According to Madhab Maharjan, Advisor NBPAN and owner of Mandala Book Point in Kathmandu, the 10 per cent customs duty will attract other taxes, like the cost, insurance and freight tax and other charges, further pushing up the price of imported books.
"Books all over the world are sold at the printed price. With the customs duty and the added charges, it is going to be difficult to sell imported books to academic institutions, libraries and students," Maharjan told IANS over phone from Kathmandu.
He said they have requested the KP Sharma Oli government to remove the tax. "We have a long tradition of importing books from India. Religious books were imported from Benaras in the 20th century. Now the import of books is restricted to New Delhi," said Maharjan, adding that scholars, academics and experts are raising their voices in protest against the move through the print and social media.
The 10 per cent tax will hamper the free flow of books and also affect the reading habit of students, says Maharjan. According to him, a Nepali journalist in an article in a local daily asked Finance Minister Yuba Raj Khatiwada, who is a PhD in economics, whether it was a theory of economics to impose the customs duty on books when the need was to improve the reading habits and culture of the people.
The reason for stopping the books at the customs point was because "as soon as we import we will have to increase the price, and secondly the old stocks have to be sold at the old price".
"Thus there will be two prices of the book in one book store. This will create misunderstanding with students, readers, scholars, researchers and academics at large with whom we have to deal with everyday," Maharjan said.
He added: "We do not want any one taking undue advantage of the situation, including politically motivating the students. Thus we have opted for this move not to import books till we come to a final decision."
According to him, the onset of the digital era has hit book sellers and publishers. "There are not many book shops left, and with moves like this book sellers may not survive for long."
Many Nepali publishers print their books in India and earlier would have to pay 15 per cent tax. "Now they are asked to pay 10 per cent duty on total imports.
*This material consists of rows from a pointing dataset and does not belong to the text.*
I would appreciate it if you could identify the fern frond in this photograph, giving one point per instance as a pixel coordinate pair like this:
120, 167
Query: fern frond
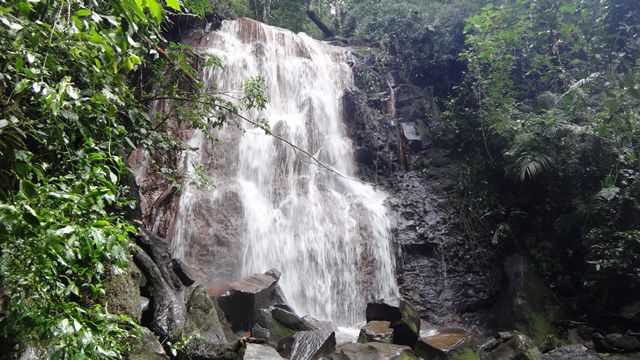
531, 163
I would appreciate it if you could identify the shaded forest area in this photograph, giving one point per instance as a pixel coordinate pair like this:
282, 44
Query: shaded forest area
543, 97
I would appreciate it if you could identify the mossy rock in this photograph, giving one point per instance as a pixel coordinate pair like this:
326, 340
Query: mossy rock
464, 354
519, 347
121, 292
533, 318
147, 347
527, 304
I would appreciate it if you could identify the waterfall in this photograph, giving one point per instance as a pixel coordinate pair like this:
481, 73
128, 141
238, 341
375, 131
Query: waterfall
273, 207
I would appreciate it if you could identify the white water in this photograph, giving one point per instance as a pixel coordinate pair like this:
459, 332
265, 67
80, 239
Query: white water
327, 234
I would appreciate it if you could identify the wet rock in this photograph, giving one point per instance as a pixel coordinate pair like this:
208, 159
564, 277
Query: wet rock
412, 136
571, 352
203, 329
448, 339
527, 304
144, 303
316, 324
518, 347
631, 311
147, 347
241, 300
260, 352
373, 351
259, 332
160, 252
626, 343
289, 319
445, 344
269, 328
122, 295
231, 351
402, 316
167, 308
313, 345
376, 331
183, 272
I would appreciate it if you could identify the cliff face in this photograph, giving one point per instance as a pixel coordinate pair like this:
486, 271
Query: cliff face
402, 143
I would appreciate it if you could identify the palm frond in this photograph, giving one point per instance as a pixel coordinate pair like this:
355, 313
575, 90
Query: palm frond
530, 164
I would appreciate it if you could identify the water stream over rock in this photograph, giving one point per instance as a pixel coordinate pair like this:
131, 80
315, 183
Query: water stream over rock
273, 207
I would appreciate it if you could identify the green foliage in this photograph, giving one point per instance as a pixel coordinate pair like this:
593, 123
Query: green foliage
555, 110
289, 14
57, 238
81, 84
425, 36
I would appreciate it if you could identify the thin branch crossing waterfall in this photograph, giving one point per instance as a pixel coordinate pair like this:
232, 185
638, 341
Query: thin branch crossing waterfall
273, 206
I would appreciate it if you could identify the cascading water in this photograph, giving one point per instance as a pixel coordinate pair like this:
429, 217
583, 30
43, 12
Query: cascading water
274, 207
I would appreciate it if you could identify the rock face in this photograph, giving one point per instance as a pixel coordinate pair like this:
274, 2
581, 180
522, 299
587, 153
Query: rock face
241, 300
203, 325
167, 309
402, 317
527, 303
147, 347
373, 351
402, 144
571, 352
260, 352
177, 310
376, 331
511, 346
447, 343
313, 345
122, 295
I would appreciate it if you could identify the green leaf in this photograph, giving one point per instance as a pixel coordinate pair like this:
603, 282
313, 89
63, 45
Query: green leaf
83, 12
101, 223
174, 4
30, 216
72, 92
28, 189
65, 230
21, 85
155, 9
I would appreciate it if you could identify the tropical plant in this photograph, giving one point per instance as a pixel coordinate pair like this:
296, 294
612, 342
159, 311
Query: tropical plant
79, 81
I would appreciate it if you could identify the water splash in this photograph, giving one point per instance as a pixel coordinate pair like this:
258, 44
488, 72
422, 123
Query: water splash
274, 208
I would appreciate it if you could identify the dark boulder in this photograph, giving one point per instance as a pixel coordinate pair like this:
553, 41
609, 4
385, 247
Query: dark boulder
527, 304
270, 329
373, 351
511, 346
241, 300
183, 272
203, 328
445, 344
402, 316
571, 352
167, 308
289, 319
376, 331
147, 347
260, 352
313, 345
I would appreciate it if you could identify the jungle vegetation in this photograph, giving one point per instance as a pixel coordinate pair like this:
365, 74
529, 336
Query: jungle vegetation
543, 94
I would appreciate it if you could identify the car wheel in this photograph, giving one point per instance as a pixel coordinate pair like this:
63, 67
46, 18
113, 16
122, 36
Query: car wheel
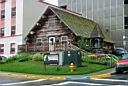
119, 71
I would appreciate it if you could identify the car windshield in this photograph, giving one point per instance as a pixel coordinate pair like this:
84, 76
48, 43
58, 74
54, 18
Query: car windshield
125, 57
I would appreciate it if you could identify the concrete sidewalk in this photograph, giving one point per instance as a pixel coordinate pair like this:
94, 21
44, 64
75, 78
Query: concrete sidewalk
101, 74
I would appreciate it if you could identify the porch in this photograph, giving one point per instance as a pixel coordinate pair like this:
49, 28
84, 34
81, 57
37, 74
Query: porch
46, 47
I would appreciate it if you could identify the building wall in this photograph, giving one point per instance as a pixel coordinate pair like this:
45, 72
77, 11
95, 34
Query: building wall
7, 23
32, 11
109, 14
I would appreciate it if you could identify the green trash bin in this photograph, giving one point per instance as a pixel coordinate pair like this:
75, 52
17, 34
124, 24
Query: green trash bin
72, 57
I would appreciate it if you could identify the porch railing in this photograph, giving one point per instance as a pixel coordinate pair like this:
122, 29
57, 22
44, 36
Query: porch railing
46, 47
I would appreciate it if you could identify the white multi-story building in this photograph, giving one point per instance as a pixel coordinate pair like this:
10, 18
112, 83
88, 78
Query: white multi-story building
17, 18
111, 15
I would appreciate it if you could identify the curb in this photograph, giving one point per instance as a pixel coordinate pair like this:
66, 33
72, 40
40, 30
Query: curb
90, 77
57, 77
107, 75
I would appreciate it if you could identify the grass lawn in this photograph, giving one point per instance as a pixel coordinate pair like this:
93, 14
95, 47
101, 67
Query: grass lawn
33, 67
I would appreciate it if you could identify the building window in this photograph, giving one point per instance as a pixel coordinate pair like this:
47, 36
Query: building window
14, 11
2, 1
13, 30
126, 23
51, 23
39, 41
12, 48
2, 14
125, 1
2, 32
64, 39
1, 48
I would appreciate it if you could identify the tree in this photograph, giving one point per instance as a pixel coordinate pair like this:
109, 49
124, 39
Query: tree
82, 43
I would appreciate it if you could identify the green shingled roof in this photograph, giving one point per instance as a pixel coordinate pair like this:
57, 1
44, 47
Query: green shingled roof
80, 26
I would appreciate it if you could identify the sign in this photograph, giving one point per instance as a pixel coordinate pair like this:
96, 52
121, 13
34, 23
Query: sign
51, 59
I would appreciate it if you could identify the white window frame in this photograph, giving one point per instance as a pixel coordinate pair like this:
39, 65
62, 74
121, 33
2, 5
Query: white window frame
66, 40
37, 40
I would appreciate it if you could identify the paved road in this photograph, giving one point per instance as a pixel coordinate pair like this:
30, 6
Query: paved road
11, 81
114, 80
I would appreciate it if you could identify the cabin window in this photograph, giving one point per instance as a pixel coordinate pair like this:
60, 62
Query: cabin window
1, 48
64, 39
14, 11
12, 48
2, 32
39, 41
51, 23
13, 30
2, 14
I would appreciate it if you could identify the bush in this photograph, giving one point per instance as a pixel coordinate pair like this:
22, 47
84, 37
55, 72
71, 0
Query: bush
37, 57
20, 57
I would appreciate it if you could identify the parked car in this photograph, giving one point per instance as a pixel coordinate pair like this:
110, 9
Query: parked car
119, 51
122, 65
3, 59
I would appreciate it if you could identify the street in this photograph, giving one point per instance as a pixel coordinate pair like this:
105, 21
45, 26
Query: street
114, 80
The earlier system was better to protect the local industry," Maharjan said.
The number of students pursuing higher education in Nepal under Management, Humanities, Science and Education stands at around 400,000, and they would be directly hit by the duty on books imported from India.
According to Maharjan if India revokes the 5% duty on imported books the move "may help to revoke 10 per cent duty in Nepal too".
K.P.R. Nair, Managing Director Konark Publishers in Delhi, said Indian publishers are aware of the situation in Nepal and are trying to help. "They have asked for our help, and we are going to help them," Nair, a veteran in the publishing industry, told IANS.